Presently, the SCCAI is the best validated index available for ulcerative colitis. The Seo Index demonstrates the value of biomarkers, as this index is able to predict clinical outcomes despite its demonstrated weaknesses in validity. The results of this study suggest that a better disease activity index for ulcerative colitis can be developed. A novel index that combined the questions of the SCCAI, the biomarker laboratory tests of the Seo Index, and a temperature item would have significantly improved the content validity. Adding more response levels to the questions might improve the responsiveness of the novel index further. The biomarkers of the Seo Index might be improved upon with newer biomarkers, including C-reactive protein,17–19 faecal lactoferrin20, 21 or faecal calprotectin. The role of endoscopic and histologic findings, particularly as part of the current endoscopic indices, also needs to be further defined. When the value of these potential measurement items is determined, a reduced panel of symptom items, biomarkers, and possibly endoscopy or histology will probably yield an improved, valid disease activity index for ulcerative colitis. Our group is currently developing and testing new survey questions and biomarkers for ulcerative colitis for this purpose, with the support of the Crohn's and Colitis Foundation of America.
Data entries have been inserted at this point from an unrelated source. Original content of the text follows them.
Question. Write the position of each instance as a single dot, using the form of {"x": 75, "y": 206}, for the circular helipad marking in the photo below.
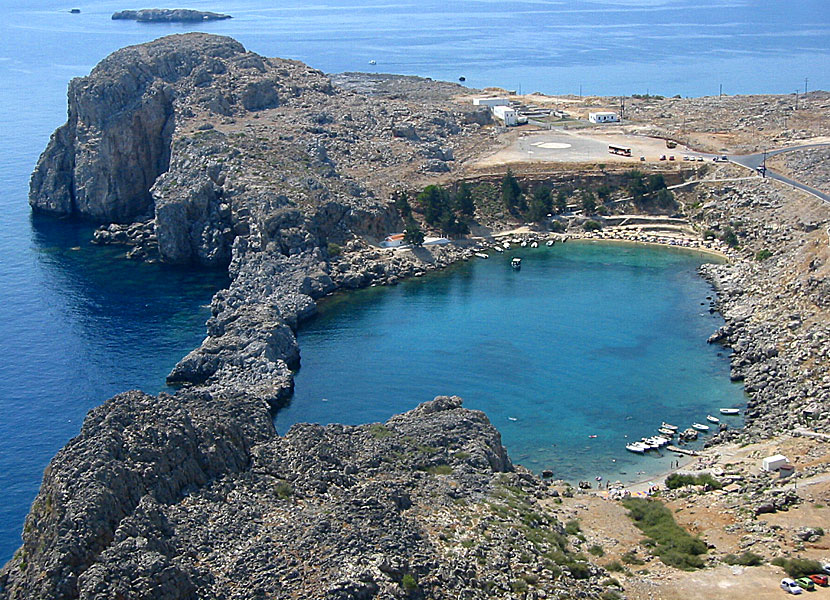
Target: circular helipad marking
{"x": 552, "y": 145}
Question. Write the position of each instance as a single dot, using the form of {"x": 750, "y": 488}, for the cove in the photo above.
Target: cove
{"x": 587, "y": 339}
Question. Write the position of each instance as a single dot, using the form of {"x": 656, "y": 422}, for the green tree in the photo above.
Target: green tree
{"x": 511, "y": 192}
{"x": 433, "y": 202}
{"x": 401, "y": 202}
{"x": 464, "y": 202}
{"x": 412, "y": 234}
{"x": 589, "y": 202}
{"x": 540, "y": 204}
{"x": 562, "y": 201}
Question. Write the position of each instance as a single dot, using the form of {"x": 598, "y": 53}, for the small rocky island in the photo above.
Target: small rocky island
{"x": 168, "y": 15}
{"x": 192, "y": 150}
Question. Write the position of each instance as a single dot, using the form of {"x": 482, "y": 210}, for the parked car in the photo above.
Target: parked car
{"x": 806, "y": 583}
{"x": 790, "y": 586}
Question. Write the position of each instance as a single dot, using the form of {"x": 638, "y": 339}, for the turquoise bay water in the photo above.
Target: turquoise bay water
{"x": 78, "y": 326}
{"x": 587, "y": 339}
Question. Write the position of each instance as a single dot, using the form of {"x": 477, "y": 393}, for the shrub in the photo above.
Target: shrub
{"x": 672, "y": 544}
{"x": 284, "y": 490}
{"x": 631, "y": 558}
{"x": 797, "y": 567}
{"x": 572, "y": 527}
{"x": 409, "y": 582}
{"x": 615, "y": 566}
{"x": 747, "y": 559}
{"x": 677, "y": 480}
{"x": 379, "y": 431}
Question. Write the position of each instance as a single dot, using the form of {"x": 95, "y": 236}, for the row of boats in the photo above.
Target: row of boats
{"x": 667, "y": 431}
{"x": 506, "y": 246}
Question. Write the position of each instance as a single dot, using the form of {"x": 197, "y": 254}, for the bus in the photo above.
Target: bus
{"x": 624, "y": 151}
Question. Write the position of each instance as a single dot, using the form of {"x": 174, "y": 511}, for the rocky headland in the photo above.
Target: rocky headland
{"x": 192, "y": 150}
{"x": 168, "y": 15}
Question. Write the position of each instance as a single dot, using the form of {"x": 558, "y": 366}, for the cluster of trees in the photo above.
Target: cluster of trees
{"x": 445, "y": 210}
{"x": 647, "y": 189}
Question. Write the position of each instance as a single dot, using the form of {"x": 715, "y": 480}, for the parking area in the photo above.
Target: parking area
{"x": 583, "y": 147}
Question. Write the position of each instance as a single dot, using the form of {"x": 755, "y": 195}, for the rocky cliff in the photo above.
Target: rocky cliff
{"x": 187, "y": 496}
{"x": 264, "y": 167}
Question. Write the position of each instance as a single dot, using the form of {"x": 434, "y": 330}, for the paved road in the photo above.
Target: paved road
{"x": 753, "y": 161}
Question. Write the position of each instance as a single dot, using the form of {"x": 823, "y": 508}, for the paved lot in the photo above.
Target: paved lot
{"x": 579, "y": 147}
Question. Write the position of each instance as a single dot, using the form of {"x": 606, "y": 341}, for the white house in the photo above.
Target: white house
{"x": 506, "y": 114}
{"x": 491, "y": 102}
{"x": 774, "y": 462}
{"x": 603, "y": 117}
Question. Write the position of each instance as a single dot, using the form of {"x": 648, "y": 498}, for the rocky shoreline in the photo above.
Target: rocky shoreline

In this report, we show that the SCCAI is the most rigorously validated index in ulcerative colitis, and that it has good psychometric and performance validity. Its use should be strongly considered for longitudinal clinical trials in ulcerative colitis until improved ulcerative colitis disease activity indices are developed with better validity scores. The quantitative methodology we have introduced in this manuscript allows the direct comparison of the validity of different indices, identifies specific weaknesses in the indices for remediation, and provides a metric for evaluating the validity of future disease activity indices in ulcerative colitis and in other disease states. This methodology can bring a rigorous approach to the development, validation and improvement of future disease indices in a wide range of disease states.